Yves Robert s'étonne de n'y avoir pas pensé plus tôt, est convaincu, écrit le film avec l'acteur en tête, et transforme le titre. La Boîte d'allumettes devient alors Le Grand Blond avec une chaussure noire.
Pour autant, si Francis Veber et Yves Robert sont convaincus de la pertinence de leur casting, ce n'est pas du tout l'opinion de Gaumont, qui doit produire et distribuer le film. En cause, un profil atypique et un humour burlesque qui n'apparaît pas fédérateur. Francis Veber raconte :
Malgré le succès du "Distrait", tout le monde était contre Pierre. Un patron de la Gaumont prétendait : «Il va nous faire perdre la province !» Quel manque de flair !

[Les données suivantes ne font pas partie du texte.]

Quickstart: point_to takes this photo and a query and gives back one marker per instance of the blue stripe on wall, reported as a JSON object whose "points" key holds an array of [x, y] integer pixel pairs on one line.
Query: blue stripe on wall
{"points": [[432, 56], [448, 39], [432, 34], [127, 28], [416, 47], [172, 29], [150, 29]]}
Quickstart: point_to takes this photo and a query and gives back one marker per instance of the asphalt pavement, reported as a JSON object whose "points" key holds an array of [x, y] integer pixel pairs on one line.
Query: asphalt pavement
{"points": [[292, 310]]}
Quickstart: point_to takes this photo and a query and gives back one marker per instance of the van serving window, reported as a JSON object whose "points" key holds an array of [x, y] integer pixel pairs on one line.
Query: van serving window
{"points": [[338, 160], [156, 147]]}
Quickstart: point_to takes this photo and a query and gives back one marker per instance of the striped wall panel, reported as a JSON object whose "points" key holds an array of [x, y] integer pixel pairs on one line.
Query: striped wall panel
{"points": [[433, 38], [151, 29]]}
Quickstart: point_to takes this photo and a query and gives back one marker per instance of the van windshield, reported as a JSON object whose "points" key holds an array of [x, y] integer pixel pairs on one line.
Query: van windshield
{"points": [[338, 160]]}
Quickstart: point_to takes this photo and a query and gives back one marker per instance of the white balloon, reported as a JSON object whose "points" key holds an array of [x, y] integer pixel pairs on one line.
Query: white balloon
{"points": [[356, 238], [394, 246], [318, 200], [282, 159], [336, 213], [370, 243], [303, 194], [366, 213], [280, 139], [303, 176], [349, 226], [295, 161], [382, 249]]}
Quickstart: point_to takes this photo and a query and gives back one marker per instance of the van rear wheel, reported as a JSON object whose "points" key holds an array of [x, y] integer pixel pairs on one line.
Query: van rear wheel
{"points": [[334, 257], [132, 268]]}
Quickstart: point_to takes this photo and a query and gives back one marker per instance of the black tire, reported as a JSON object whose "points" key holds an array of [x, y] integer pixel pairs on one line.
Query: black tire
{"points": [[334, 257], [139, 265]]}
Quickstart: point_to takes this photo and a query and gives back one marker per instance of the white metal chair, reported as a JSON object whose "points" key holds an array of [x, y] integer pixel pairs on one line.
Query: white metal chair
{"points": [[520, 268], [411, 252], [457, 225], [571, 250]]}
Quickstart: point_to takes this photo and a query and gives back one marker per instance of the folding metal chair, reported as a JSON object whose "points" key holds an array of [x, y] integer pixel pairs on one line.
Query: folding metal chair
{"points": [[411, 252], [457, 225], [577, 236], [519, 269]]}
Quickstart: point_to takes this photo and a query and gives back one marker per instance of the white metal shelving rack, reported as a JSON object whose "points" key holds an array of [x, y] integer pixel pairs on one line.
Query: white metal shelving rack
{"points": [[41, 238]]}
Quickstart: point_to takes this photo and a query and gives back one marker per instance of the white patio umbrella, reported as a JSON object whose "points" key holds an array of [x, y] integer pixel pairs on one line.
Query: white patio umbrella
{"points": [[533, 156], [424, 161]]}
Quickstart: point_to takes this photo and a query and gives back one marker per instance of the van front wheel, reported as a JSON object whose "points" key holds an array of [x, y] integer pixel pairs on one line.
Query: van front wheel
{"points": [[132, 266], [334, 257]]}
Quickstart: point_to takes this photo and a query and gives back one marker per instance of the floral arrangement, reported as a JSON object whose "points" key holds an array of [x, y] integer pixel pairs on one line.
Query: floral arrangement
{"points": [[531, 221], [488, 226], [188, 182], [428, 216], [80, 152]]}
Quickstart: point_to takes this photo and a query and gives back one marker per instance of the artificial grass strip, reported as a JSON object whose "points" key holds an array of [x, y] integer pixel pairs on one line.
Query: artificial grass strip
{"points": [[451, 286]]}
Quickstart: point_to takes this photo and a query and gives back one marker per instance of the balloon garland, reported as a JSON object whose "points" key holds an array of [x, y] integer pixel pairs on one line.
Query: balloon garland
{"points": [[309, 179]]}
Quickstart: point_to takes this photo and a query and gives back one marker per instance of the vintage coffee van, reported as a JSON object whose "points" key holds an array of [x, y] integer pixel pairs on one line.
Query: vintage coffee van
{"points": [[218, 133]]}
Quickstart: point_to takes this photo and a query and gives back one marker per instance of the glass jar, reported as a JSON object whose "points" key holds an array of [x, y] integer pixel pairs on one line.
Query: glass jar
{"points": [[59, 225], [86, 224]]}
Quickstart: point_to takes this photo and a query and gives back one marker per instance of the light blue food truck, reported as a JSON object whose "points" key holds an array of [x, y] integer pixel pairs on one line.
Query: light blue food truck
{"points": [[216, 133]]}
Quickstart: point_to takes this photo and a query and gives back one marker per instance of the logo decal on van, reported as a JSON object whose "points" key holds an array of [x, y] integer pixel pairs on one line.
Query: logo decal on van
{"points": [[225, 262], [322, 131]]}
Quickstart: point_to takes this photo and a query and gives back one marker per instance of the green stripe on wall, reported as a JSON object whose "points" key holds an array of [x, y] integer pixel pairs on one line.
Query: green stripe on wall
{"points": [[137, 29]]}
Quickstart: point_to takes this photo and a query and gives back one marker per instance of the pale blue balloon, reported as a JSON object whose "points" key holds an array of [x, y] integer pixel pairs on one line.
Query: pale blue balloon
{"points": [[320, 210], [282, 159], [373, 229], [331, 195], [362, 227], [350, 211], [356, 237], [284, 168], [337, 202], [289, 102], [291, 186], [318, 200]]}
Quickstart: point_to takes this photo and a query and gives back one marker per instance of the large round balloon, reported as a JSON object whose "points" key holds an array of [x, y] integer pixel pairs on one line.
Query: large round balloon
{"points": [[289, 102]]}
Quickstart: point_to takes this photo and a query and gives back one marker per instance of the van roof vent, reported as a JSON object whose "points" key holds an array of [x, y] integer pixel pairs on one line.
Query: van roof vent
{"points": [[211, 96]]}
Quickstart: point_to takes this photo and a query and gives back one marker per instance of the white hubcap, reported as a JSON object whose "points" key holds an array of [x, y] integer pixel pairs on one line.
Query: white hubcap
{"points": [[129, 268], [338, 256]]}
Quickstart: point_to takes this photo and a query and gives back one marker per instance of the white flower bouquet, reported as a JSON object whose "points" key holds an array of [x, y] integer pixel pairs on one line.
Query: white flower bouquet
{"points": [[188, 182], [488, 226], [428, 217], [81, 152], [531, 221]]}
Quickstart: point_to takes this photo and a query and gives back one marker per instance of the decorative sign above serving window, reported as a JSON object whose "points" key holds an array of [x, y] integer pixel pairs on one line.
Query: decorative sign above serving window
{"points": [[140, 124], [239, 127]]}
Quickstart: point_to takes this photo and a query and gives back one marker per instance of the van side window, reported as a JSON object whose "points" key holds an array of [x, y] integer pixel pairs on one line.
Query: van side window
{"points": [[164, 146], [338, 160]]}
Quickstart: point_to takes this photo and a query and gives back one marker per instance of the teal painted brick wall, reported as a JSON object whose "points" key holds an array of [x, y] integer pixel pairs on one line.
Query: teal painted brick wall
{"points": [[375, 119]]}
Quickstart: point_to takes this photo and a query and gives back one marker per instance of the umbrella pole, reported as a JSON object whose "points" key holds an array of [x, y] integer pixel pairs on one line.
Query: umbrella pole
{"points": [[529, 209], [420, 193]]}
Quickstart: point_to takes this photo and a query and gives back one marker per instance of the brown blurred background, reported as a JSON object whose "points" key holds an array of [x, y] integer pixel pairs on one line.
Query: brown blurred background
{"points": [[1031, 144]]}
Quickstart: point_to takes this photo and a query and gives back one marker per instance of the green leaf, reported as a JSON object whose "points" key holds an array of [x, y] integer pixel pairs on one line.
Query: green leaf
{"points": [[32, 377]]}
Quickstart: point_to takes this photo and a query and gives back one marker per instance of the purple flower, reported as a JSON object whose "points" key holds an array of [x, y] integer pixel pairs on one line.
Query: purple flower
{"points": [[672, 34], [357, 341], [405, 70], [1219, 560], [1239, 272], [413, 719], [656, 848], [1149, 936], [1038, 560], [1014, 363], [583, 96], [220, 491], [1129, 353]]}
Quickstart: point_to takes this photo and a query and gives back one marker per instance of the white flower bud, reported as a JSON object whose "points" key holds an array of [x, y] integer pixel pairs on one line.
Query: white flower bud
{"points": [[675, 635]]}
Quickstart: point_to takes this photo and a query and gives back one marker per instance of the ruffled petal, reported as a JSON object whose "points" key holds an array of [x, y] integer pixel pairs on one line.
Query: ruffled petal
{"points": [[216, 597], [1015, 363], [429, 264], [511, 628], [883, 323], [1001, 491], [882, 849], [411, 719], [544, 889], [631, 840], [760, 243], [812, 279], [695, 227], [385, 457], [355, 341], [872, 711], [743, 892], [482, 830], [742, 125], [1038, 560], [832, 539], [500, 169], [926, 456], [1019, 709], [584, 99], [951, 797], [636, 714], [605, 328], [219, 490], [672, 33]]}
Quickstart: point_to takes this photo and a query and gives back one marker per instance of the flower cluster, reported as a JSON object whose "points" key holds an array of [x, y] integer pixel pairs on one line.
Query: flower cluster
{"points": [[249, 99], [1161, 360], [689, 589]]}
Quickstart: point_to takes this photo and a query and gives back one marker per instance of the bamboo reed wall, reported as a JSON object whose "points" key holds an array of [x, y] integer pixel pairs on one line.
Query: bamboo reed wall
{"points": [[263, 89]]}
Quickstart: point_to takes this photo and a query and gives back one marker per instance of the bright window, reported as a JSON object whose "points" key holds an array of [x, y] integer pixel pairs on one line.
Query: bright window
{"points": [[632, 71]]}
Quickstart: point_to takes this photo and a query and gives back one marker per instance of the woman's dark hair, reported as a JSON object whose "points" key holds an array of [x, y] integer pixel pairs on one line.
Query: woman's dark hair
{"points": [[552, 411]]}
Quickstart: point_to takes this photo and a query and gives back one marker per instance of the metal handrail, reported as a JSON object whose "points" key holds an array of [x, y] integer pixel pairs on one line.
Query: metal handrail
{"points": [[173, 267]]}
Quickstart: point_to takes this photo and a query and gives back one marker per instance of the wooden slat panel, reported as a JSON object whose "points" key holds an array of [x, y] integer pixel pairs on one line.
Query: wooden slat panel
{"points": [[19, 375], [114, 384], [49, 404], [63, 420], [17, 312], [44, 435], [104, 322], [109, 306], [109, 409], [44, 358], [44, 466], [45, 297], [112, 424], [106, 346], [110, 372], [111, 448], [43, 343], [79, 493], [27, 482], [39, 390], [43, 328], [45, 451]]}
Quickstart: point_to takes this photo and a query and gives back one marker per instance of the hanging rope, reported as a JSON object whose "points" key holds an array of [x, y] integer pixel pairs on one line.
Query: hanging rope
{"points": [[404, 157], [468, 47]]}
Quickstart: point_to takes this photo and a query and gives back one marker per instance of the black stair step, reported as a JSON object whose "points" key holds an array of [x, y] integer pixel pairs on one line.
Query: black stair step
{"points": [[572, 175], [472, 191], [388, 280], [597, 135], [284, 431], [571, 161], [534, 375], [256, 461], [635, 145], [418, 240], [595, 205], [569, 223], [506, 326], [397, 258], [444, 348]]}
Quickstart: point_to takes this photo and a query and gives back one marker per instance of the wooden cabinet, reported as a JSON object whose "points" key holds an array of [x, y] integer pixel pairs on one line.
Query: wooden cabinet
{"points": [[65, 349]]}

Les négociations sont rudes. Mais Yves Robert, aussi producteur de Le Grand Blond avec une chaussure noire, tient sa position et finit par imposer Pierre Richard. La suite appartient aux grandes heures du cinéma comique français. Entouré d'un casting formidable - notamment Bernard Blier, Jean Rochefort, Mireille Darc et Jean Carmet, Pierre Richard livre une performance inoubliable.
Un grand succès, des prix, une suite et un remake
Le Grand Blond avec une chaussure noire attire plus de 3,4 millions de spectateurs dans les salles françaises. Il est récompensé de l'Ours d'argent au Festival international du film de Berlin en 1973. Il est aussi distingué par le National Board of Review aux États-Unis la même année. En 1974, Yves Robert et Pierre Richard se retrouvent pour une suite directe : Le Retour du Grand Blond.
Aux États-Unis, Le Grand Blond avec une chaussure noire fait l'objet d'un remake en 1985, L'Homme à la chaussure rouge avec Tom Hanks dans le rôle principal. Un film ni fait ni à faire tombé aux oubliettes.